Susanne Mentzer (スザンヌ メンツァー)は1957年米国生まれのメゾソプラノ歌手。
モーツァルト作品を得意とし、多少響きに独特なヴィブラートがあるものの、
決して太くはないが芯のある美しい中音域を聴かせる現在の米国人歌手にはまずいないタイプである。
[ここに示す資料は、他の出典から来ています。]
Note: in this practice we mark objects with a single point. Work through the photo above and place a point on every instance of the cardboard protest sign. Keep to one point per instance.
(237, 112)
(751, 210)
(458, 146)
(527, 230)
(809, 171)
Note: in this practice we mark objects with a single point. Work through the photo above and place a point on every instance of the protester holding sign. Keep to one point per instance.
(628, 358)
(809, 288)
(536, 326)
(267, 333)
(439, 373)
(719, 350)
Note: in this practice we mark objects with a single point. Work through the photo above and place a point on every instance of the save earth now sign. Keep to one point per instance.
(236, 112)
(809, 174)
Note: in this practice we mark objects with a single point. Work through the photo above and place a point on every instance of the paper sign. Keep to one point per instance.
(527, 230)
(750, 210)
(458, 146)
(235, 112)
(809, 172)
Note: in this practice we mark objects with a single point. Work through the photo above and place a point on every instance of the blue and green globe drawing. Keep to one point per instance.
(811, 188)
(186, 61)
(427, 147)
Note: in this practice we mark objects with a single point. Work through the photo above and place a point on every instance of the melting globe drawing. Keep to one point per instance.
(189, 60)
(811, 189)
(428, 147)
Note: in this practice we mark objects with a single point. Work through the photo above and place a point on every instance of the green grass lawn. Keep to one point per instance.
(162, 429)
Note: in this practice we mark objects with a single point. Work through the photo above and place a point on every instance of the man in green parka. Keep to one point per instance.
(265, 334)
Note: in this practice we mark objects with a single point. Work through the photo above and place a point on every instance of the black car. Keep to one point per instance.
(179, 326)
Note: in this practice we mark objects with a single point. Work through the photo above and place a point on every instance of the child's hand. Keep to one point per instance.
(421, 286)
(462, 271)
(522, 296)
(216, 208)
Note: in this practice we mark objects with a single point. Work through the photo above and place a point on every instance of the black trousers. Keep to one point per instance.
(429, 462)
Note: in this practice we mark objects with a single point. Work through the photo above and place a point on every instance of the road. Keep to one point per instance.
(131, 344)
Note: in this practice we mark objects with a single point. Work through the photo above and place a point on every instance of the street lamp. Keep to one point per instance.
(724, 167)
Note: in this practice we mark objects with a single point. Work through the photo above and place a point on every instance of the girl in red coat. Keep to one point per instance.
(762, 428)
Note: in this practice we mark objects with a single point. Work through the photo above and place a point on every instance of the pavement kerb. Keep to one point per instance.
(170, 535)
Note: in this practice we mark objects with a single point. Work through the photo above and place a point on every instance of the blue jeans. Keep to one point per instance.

余計なことをしないでモーツァルトを歌う。ということが如何に難しいことか!
メンツァーはとても簡単に歌っているように見えるが、
大抵の歌手ができないことで、演劇的になり過ぎてしまったり、
逆に軽やかな音楽に相応しくない声で歌ったり、
変にテンポを揺らしてモーツァルトの音楽を台無しにしてしまったり、
だからと言って単調な歌でもいけない。
2018年のメトでドラベッラを歌ったマルフィはこんな感じだ
セレーナ マルフィ
明らかに喉声のイタリア人メゾがメトでドラベッラをやっているのが現状。
全く音楽に推進力がなく、
メンツァーの小気味よいテンポの中で表情が目まぐるしく変わる様子を見事に表現した演奏とは対照的である。
このメンツァーの表現は、
もしかしたらパヴァロッティのマスタークラスの影響もあるのかもしれない。
ここでの指摘をそのまま実演でやっているのが以下の映像
https://www.youtube.com/watch?v=H0wvpTfZ9sg
テンポ通りよりやや先取りして有声子音を響かせ、ソプラノのような高く軽い響きで歌う。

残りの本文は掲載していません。